Since we don't know the actual proportion of dairy farms that abuse animals, the most objective estimate may be 50%. The formula above is derived based on that assumption. (if we assumed 90% then it turns out based on the math (not shown) that the sample size would have to be the same as if we assumed that only 10% of farms abused their animals, which gives a sample size of about 98 or way more than 11). This also assumes normally distributed data. But to calculate anything, we would have to depend still on someone's subjective opinion of whether a farm was engaging in abuse or not.

I'm sure the article that I'm referring to above was never intended to be scientific, but the author should have chosen their words more carefully. What they have is allegedly a 'random' observation and nothing more. They have no 'empirical' evidence to infer from their 'random' samples that these abuses are 'agribusiness-as-usual' for the whole population of dairy farmers. While MFA may have evidence sufficient for taking action against these individual dairies, the standard should be set much higher in order to support a larger role for government in animal agriculture, which seems to be the goal of many activist organizations.

Note: The University of Iowa has a great number of statistical calculators for doing these sorts of calculations. The sample size option can be found here. In the box, just select 'CI for one proportion' Deselect finite population ( since the population of dairies is quite large at 75,000)then select your level of confidence and margin of error.

References:

Profits, Costs, and the Changing Structure of Dairy Farming / ERR-47
Economic Research Service/USDA Link

"Governor Patterson Shut Down This Dairy", Jan 27,2010. OpEdNews.com

5 comments:

d0wn3r said...

Very deep post you have in here. Just like what I always believe until now, do not, I repeat it, do not rely yourself on the statistic. It just a number that can be change anytime and anywhere. For me, statistic just can give to us an approximity, an average condition, not a conclusion. If we want to know about something more deeply, conduct qualitative research not quantitative (statistical) research. Do you ever googling for a word mhmhmh? Why?

CrisisMaven said...

Very educating!
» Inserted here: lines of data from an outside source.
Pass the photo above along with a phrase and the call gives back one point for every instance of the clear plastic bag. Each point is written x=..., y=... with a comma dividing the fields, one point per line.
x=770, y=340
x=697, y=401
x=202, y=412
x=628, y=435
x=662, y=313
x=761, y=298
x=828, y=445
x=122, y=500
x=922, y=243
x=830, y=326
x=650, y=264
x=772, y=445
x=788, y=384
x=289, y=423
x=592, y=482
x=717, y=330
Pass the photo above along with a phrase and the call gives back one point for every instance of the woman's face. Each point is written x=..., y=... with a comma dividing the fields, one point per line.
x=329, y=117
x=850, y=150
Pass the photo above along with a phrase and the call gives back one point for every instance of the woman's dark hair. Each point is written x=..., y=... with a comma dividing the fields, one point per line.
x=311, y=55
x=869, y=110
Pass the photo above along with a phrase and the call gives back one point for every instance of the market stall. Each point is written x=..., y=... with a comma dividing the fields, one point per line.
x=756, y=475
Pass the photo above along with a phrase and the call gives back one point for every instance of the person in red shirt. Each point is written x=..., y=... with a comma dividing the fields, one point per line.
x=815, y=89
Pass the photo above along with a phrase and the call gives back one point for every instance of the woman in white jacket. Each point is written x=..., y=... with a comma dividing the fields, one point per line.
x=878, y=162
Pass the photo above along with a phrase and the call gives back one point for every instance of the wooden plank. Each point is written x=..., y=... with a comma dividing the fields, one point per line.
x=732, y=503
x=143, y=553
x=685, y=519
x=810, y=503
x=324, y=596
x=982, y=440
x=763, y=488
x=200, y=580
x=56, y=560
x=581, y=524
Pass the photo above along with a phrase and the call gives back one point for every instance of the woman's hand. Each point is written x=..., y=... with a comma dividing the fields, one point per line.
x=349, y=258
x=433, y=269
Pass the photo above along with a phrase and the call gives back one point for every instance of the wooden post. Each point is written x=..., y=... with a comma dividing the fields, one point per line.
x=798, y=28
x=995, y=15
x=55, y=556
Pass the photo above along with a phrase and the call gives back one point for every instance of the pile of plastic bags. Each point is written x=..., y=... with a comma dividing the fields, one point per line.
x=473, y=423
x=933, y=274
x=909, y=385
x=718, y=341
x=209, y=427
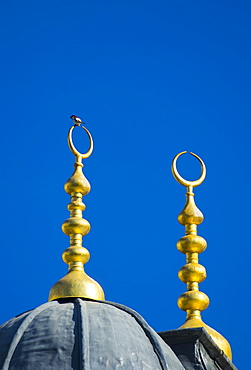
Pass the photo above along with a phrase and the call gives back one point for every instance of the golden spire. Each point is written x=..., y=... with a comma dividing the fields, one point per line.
x=193, y=301
x=76, y=283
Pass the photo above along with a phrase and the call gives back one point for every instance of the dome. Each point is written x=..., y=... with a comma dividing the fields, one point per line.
x=82, y=334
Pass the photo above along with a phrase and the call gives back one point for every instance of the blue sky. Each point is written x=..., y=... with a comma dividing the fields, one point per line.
x=150, y=79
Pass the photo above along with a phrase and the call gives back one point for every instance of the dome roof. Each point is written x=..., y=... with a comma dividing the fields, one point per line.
x=82, y=334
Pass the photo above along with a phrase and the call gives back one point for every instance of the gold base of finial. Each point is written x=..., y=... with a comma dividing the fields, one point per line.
x=76, y=284
x=222, y=343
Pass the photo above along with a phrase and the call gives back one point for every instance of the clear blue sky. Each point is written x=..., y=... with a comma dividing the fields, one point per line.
x=150, y=79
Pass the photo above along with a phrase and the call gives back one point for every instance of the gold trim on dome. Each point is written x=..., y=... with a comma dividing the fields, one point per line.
x=193, y=301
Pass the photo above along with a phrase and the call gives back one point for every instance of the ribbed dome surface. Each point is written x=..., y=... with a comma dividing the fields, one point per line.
x=82, y=334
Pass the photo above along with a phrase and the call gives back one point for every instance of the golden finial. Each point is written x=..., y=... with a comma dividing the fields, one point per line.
x=76, y=283
x=193, y=301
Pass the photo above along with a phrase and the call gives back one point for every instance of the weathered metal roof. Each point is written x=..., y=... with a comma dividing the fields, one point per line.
x=83, y=334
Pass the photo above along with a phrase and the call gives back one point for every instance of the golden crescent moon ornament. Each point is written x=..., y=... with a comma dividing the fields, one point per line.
x=183, y=181
x=73, y=148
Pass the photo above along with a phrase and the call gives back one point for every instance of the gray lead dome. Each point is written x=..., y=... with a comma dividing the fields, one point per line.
x=83, y=334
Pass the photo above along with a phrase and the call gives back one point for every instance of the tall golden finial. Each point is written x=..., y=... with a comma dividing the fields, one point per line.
x=194, y=301
x=76, y=283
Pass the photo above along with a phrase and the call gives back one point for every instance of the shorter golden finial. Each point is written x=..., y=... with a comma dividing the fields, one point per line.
x=76, y=283
x=193, y=301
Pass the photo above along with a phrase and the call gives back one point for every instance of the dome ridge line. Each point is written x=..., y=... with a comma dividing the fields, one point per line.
x=18, y=335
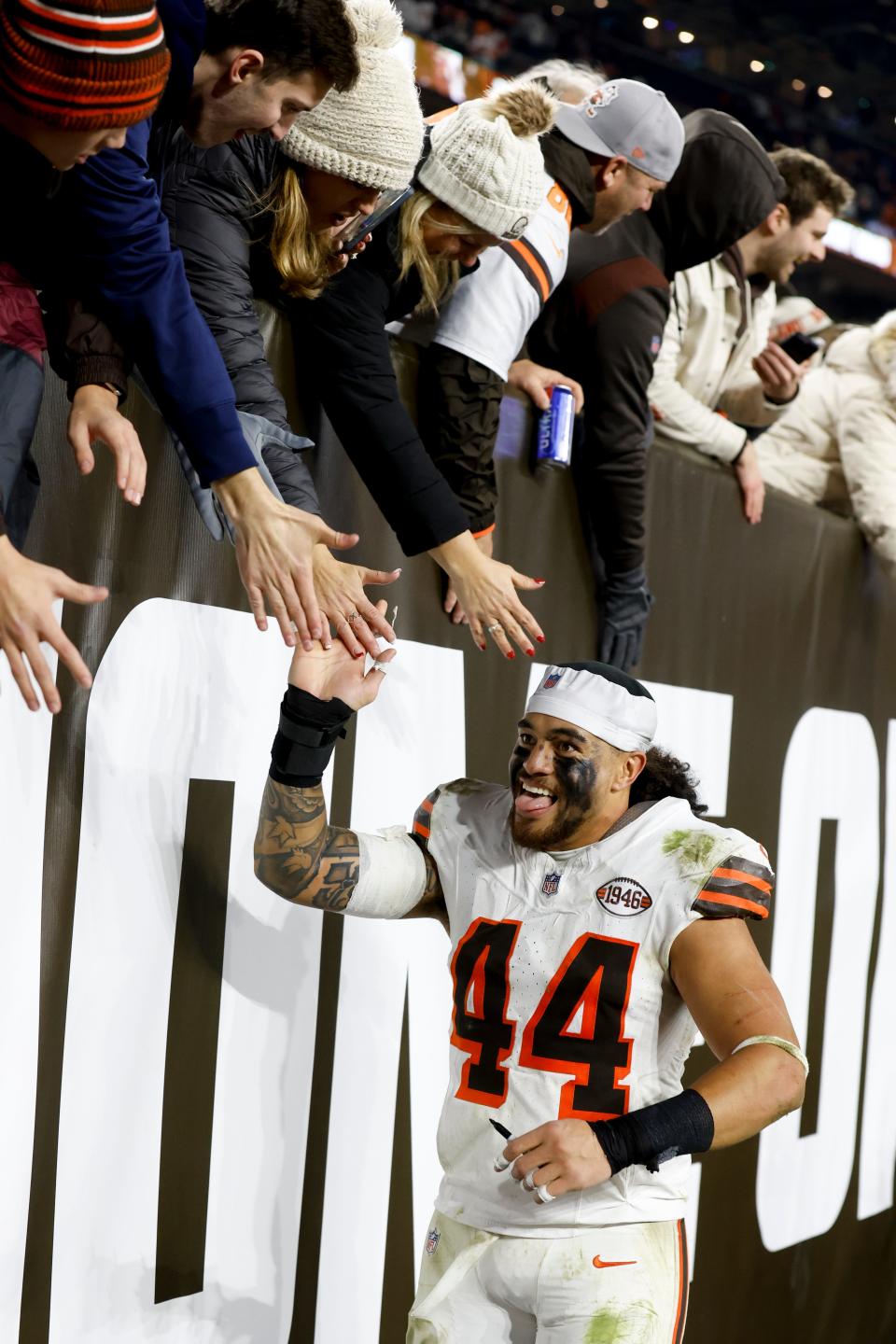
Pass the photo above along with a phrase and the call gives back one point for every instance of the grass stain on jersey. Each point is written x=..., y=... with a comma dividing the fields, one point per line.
x=692, y=847
x=635, y=1324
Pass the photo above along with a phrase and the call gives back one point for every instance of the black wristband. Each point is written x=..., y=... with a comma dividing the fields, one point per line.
x=657, y=1133
x=306, y=735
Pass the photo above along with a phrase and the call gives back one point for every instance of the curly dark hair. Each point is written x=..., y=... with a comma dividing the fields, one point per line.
x=810, y=182
x=292, y=35
x=666, y=777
I see you are interested in statistical research. I have put one of the most comprehensive link lists for hundreds of thousands of statistical sources and indicators on my blog: Statistics Reference List (http://crisismaven.wordpress.com/references/). And what I find most fascinating is how data can be visualised nowadays with the graphical computing power of modern PCs, as in manyof the dozens of examples in these Data Visualisation References (http://crisismaven.wordpress.com/references/references-subjects-covered/data-structuring/data-visualisation-references/). If you miss anything that I might be able to find for you or you yourself want to share a resource, please leave a comment.

burosys said...

Burosys Furniture is the best place to buy modern and contemporary furniture. We offer high-quality office chairs, office furniture, workstations, conference table, desking systems, canteen furniture, frezza italy, italian furniture and more in our innovative furniture collections.
To view the range of products visit:
http://www.burosys.com

Matt Bogard said...

Thanks Chris!

Matt Bogard said...

Down3r: I use qualitative approaches a lot. But I still think the utility of quantitative techniques based on statistical theory is that you can determine if your results are just due to chance or if they are significant. This goes way beyond just looking at averages. But I agree there is much utility in qualitative approaches for explorotory analysis and in situations where data may not lend itself well to certain statistical techniques. Even in the article I mentioned, I admit qualitative analysis may be more important, but the author tried to make a statistical claim based only on the fact that the observations were random.